Mimesis means imitation, sure. And there's a discussion to be had here, I think. And CG's apology notwithstanding, there are also a number of potential snares.

Plato and Aristotle were obviously at odds over this concept. But the concept goes well beyond literary theory for Plato. While it is, indeed, central to the epistemology of both thinkers, it is also a core feature of Plato's metaphysics. And, it informs his political theory, as well.

In that respect, Plato's use of term is at once more extensive, but also more mundane and less relevant to this discussion, I think.

Aristotle, on the other hand...(now would be a good time for a Hobbes quote, but I'll spare you all)

ColoradoGuy
01-17-2007, 06:13 PM
now would be a good time for a Hobbes quote, but I'll spare you all
So Hobbes wrote fiction? I knew he was just making up stories! Of course, if he was imitating reality, then that would be okay, I suppose.

robeiae
01-17-2007, 07:56 PM
Fine.

"Words are wise men's counters, they do but reckon by them: but they are the money of fools, that value them by the authority of an Aristotle, a Cicero, or a Thomas, or any other doctor whatsoever, if but a man."

ColoradoGuy
02-09-2007, 08:54 AM
I’ve always been intrigued by another, more slippery notion than mimesis – that of a simulacrum, writing as a stylized representation of reality, not an imitation of reality. The text, in effect, presents a copy for which there is no true original. The signifier becomes more important than the signified.

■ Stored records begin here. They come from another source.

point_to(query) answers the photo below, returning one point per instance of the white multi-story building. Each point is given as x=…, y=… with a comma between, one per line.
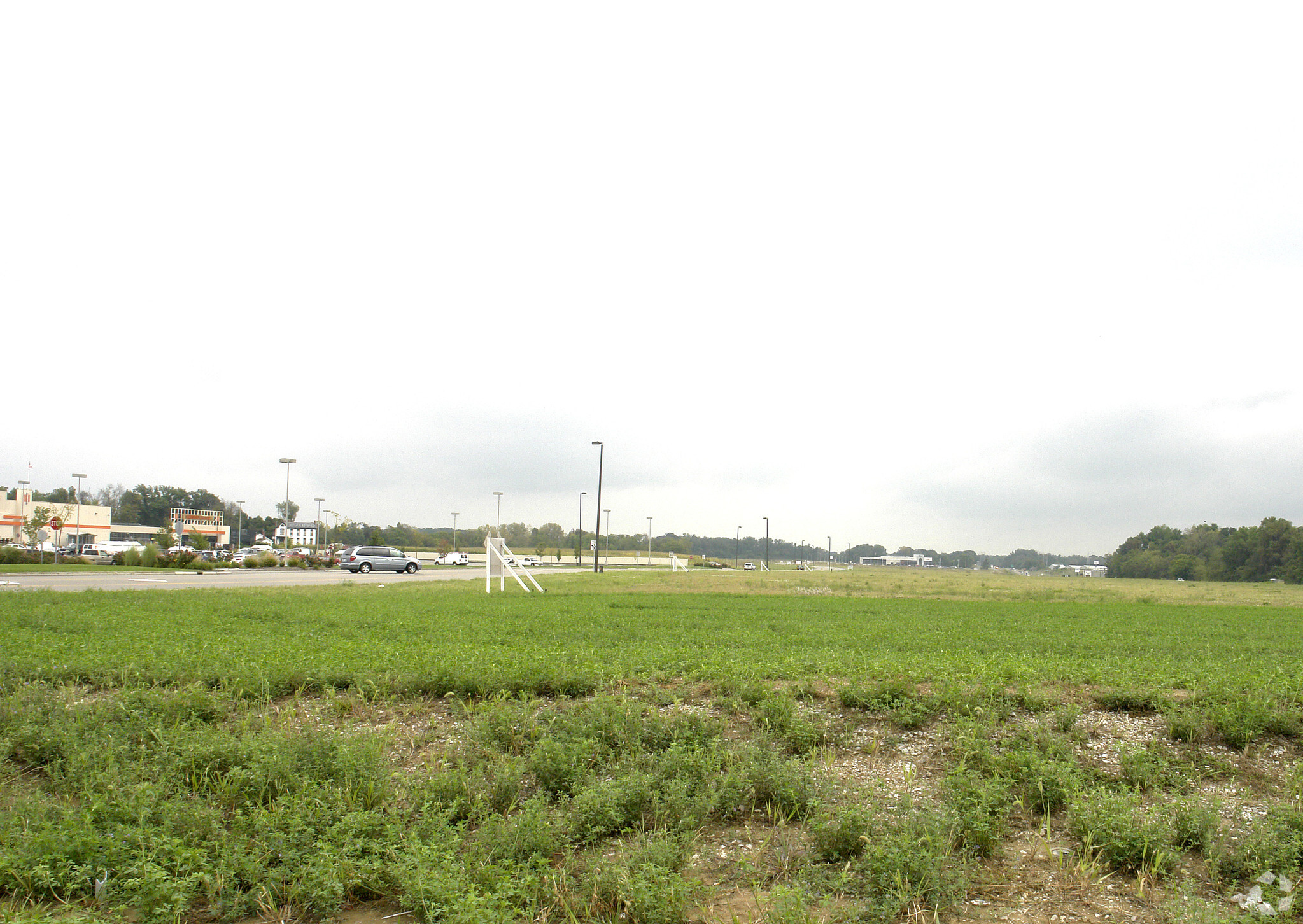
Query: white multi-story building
x=300, y=533
x=917, y=561
x=94, y=523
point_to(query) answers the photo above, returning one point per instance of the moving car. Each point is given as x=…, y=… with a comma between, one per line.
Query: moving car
x=378, y=558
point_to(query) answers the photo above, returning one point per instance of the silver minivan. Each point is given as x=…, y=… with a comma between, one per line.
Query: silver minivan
x=377, y=558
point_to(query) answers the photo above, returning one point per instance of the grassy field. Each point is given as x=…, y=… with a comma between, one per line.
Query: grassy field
x=861, y=745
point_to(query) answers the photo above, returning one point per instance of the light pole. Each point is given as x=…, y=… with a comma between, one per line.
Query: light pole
x=579, y=537
x=316, y=531
x=601, y=459
x=287, y=463
x=78, y=508
x=22, y=506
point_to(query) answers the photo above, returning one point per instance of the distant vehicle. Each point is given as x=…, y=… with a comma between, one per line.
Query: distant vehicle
x=250, y=552
x=378, y=558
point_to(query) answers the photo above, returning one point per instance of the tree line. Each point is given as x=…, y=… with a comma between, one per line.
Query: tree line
x=1272, y=550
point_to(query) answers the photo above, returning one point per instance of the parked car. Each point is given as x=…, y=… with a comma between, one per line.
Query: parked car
x=378, y=558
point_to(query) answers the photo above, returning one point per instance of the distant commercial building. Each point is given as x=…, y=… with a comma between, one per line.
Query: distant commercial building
x=208, y=523
x=94, y=526
x=917, y=561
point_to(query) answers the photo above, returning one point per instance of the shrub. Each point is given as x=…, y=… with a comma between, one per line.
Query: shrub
x=1274, y=843
x=612, y=806
x=1186, y=725
x=841, y=836
x=642, y=894
x=907, y=867
x=1242, y=722
x=1121, y=834
x=1127, y=700
x=880, y=697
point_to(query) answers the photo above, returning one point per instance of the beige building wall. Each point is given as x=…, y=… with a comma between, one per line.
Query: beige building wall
x=95, y=521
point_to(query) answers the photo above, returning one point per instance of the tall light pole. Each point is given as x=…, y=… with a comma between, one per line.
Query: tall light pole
x=579, y=538
x=601, y=459
x=22, y=506
x=78, y=508
x=316, y=531
x=287, y=463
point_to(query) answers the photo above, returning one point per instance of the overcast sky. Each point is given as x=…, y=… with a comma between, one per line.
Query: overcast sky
x=940, y=274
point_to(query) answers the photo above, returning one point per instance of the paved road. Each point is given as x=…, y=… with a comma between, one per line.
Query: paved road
x=111, y=579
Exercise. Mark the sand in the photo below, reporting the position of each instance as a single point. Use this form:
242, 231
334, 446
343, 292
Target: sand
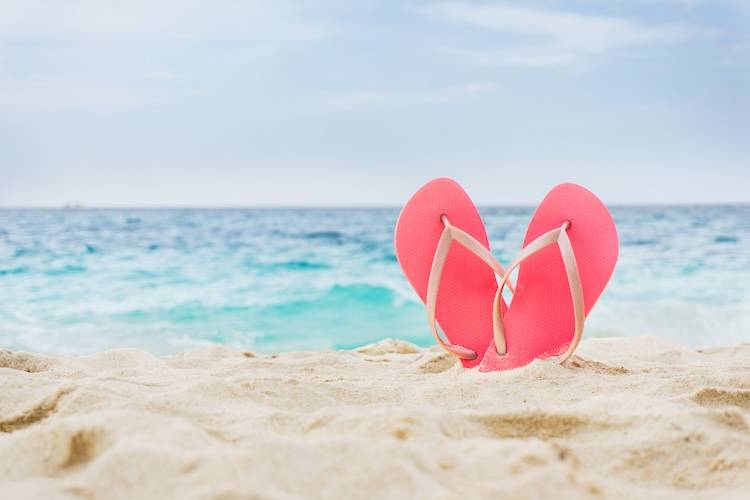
629, 418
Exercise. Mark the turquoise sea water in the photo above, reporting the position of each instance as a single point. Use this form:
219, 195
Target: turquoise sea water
77, 281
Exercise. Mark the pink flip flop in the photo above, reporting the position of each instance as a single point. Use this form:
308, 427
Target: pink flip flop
456, 282
569, 254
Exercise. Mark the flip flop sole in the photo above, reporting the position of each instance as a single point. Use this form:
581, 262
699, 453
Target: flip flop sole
468, 285
539, 322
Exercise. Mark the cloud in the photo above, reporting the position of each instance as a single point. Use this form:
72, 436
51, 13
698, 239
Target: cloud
544, 38
163, 20
365, 100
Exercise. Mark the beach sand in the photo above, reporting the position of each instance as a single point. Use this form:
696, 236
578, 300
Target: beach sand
628, 418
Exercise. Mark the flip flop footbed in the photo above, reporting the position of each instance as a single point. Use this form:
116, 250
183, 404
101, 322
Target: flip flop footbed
540, 322
468, 285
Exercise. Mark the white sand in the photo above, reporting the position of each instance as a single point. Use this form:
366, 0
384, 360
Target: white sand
632, 418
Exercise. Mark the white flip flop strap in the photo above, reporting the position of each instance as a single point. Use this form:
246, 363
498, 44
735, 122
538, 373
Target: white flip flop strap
559, 236
449, 235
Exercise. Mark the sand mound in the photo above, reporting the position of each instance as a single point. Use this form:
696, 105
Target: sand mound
628, 418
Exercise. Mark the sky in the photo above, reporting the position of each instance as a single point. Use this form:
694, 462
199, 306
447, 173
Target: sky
347, 102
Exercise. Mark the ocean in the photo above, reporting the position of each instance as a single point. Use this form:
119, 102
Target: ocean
82, 280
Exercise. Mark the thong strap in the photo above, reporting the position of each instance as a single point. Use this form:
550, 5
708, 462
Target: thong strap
559, 236
450, 234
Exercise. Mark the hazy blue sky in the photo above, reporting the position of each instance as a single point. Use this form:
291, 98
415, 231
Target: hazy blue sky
359, 102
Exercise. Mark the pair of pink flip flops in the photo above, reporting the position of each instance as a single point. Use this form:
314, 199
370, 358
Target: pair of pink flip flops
568, 256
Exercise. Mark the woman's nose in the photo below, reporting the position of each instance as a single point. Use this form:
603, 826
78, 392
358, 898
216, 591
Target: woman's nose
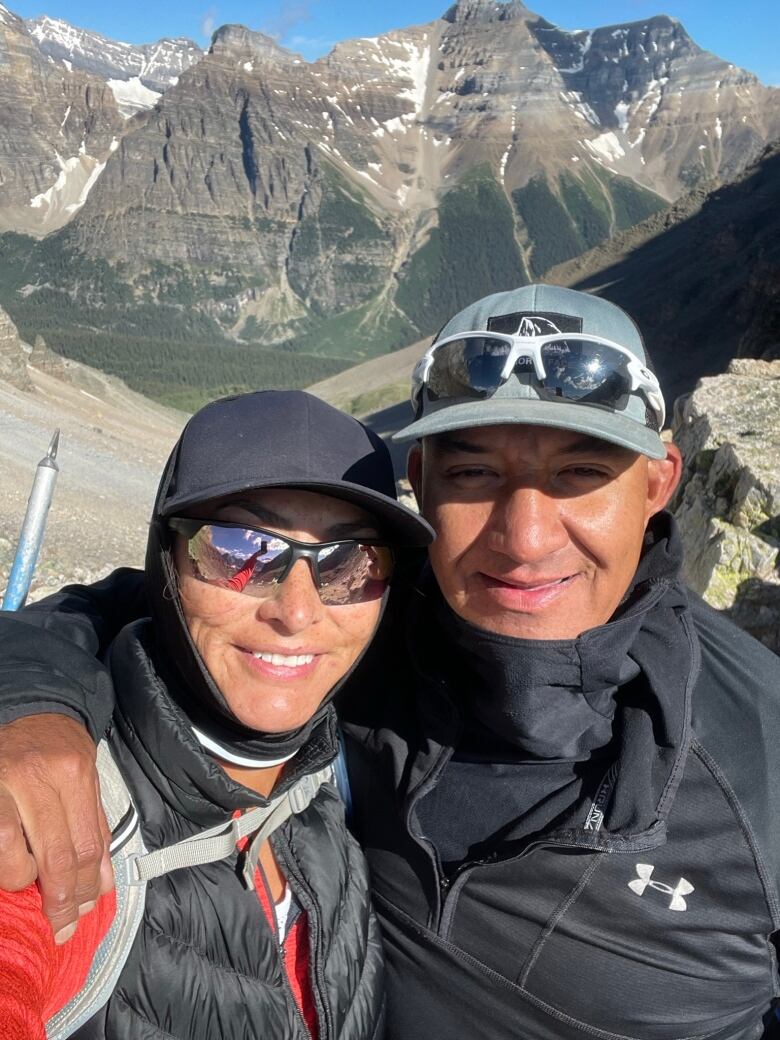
293, 603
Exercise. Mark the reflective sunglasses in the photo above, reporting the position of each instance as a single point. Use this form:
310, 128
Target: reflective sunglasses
571, 367
253, 561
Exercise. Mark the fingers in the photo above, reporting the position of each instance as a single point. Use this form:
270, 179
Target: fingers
47, 765
17, 865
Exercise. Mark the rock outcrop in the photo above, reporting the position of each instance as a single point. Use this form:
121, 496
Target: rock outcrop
346, 207
702, 281
728, 505
58, 128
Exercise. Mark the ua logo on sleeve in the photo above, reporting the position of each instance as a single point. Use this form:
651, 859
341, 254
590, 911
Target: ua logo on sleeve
644, 880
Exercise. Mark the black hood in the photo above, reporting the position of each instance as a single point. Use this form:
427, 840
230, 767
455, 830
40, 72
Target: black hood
258, 440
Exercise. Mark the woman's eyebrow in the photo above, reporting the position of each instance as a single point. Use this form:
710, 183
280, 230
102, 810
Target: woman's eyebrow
352, 528
345, 528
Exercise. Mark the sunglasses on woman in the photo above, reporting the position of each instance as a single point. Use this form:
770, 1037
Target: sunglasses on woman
253, 561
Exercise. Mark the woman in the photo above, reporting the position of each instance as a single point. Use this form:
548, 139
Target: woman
269, 553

“The simulacrum is never that which conceals truth – it is the truth which conceals that there is none. The simulacrum is true.” (Jean Baudrillard)

Lyra Jean
02-09-2007, 10:17 AM
I think most writers are attempting to capture their generation, but they can go about it in different ways. Some artists believe you have to stay as true to the world as possible to capture real life, while others feel you can only capture the true nature of the world by taking vast liberties with its depiction. So to answer your question, I think most writers are trying to create some representation from their own lives, but they don't necessarily have to take a realist approach in order to do it.

Isn't that like the difference between a realist painter and an abstract painter?

That's what came to mind as I read your post.